Two quick applications and then we’re done. First, acknowledge the justice of God. The power of faith comes from the humility with which we pursue it. When we are honest about the death that has a grip on our life, we are more eager to step into the fresh life that Jesus offers us. See the American Church is crippled with the disease of apathy. Most churches have stalled or even declined because they have no sense of urgency – they take Jesus’ grace completely for granted. Like that Pharisee who entertained Jesus, he didn’t do ANYTHING for the son of God and savior of the world who was standing right in front of him. Because he felt like he was doing just fine in life. If you can’t remember why you need a savior, then you’ll never figure out why you should worship him, or follow him, or even slightly inconvenience yourself for him. But if you acknowledge the justice of God. If you remember your sin, remember the shackles you were carrying and remember how Jesus has set you free – that humility is the catalyst that transforms lives. Acknowledge the justice of God, it will led incredible power to your faith.
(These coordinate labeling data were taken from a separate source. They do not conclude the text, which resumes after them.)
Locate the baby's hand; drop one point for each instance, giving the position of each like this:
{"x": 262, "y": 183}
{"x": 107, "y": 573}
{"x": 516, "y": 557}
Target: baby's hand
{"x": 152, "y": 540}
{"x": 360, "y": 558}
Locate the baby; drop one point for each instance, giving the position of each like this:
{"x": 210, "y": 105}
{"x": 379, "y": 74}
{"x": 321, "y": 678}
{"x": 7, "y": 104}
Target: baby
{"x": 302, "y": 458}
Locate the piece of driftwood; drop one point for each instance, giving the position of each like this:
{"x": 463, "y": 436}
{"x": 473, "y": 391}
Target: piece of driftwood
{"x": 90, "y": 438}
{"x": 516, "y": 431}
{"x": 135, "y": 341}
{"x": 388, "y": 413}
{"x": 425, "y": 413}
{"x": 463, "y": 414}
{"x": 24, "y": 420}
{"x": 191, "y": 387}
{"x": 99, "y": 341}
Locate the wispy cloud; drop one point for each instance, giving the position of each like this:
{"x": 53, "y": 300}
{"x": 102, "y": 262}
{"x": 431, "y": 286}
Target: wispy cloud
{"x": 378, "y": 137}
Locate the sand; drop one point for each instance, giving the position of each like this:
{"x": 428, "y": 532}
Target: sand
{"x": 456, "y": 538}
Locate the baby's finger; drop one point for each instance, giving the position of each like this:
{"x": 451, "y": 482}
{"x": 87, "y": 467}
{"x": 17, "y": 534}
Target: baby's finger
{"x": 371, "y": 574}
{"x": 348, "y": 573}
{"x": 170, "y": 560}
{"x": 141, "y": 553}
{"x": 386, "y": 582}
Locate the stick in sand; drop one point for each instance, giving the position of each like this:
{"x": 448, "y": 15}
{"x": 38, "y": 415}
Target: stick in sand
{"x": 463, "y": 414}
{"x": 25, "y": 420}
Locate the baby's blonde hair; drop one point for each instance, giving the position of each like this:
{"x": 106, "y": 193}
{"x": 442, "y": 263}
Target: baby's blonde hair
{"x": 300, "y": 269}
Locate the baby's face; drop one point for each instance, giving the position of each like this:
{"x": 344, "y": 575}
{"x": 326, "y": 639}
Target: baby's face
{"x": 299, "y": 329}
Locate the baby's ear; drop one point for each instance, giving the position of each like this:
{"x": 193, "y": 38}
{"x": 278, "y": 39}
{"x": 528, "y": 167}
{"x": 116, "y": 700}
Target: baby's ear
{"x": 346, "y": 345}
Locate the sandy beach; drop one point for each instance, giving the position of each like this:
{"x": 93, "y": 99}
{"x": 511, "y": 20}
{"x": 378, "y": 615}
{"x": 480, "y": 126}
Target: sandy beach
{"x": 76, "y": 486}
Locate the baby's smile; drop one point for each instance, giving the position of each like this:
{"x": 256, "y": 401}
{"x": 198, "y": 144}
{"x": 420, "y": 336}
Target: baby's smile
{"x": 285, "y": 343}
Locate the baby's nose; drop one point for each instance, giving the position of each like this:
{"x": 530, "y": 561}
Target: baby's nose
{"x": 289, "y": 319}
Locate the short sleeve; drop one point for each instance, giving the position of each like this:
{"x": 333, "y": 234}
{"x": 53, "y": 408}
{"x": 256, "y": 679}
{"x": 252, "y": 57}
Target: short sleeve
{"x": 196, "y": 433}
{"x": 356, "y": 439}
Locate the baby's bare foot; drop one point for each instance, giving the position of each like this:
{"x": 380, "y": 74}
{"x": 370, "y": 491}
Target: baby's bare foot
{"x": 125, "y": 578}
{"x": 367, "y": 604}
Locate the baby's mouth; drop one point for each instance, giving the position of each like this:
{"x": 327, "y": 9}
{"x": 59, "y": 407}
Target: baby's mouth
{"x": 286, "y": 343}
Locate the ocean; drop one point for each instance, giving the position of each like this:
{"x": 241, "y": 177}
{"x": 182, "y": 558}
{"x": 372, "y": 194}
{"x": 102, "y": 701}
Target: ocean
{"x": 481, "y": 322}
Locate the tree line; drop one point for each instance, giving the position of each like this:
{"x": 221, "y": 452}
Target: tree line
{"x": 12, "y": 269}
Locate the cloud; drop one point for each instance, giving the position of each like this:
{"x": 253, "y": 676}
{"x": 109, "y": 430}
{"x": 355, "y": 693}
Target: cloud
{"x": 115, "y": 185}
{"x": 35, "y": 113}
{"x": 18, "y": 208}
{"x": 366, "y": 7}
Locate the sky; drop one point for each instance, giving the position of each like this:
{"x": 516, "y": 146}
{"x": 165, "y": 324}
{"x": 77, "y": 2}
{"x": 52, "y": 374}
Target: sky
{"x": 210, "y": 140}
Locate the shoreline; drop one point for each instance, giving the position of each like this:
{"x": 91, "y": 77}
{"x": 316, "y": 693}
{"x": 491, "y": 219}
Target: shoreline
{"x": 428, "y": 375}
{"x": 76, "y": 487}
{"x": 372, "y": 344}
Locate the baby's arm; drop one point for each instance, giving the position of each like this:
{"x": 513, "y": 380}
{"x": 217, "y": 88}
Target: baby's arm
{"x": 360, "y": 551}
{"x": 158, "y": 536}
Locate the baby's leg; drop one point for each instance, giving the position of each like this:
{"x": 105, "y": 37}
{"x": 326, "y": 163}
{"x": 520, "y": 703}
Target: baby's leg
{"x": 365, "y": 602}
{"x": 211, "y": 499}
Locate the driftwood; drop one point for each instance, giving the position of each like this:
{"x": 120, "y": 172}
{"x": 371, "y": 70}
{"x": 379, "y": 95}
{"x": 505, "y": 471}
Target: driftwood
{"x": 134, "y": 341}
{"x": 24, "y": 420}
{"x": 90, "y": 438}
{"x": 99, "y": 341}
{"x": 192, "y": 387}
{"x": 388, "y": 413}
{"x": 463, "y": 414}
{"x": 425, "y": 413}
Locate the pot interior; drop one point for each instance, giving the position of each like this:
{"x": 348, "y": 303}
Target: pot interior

First, acknowledge the justice of God, and then second – let him bring you back to life. Whatever you got going on, put your faith in Jesus. This year is a proving ground for a lot of people. This year has tested our mettle, it has strained our resolve. 2020 was an unwanted surprise assessment of our foundation – the very ground we are standing on. And for some of us, that ground is slipping away. So now is the time, now is your chance – put your trust in Jesus, in him and him alone. Let Jesus bring you back from the death this world offers. There’s an old story about dead faith. It says, Dead faith is the kind of faith that would lead a man to take a bottle of medicine from his medicine cabinet. The man looks at the instructions on it, and he says, “I’m sure they are correct. I have all confidence in the source of the medicine. I know who wrote these directions, and I believe everything about it. I know this medicine will relieve my headache if I just take it. But then the man takes the medicine bottle and puts it back on the shelf. He doesn’t lose his headache. It continues on. He can say it with his lips all he wants, “I believe that medicine, I know all about that medicine – but if he does not take the medicine, the headache will remain. That’s dead faith. But today I challenge each and every one of you. Put your faith in Jesus, let him bring you back to life. Actually take the medicine we’ve been talking about for years. You can say it with your lips all you want, but if you don’t let Jesus into your heart, so he can get to work on your soul – the headache of life will never go away.
Charles Spurgeon was the Prince of Preachers, and yet his low days were some of the lowest you could have. There are dungeons beneath the castles of despair. Some have lived there for a long time, but only recently discovered the shackles. We had so many flashing lights and distractions we didn’t notice we were slaves to death. But when the light bulbs burn out and the distractions are removed because the world’s suddenly in lock-down – we can finally see the walls for the prison they are. The world has nothing more to offer us than death. But Jesus brings death to life. And so I’ll leave you with this, May you acknowledge the justice of God – remember the death we come from. May you put your faith in Jesus – accept the life he gives us. May you let Jesus overcome every struggle you face, because he is the one with authority. Amen.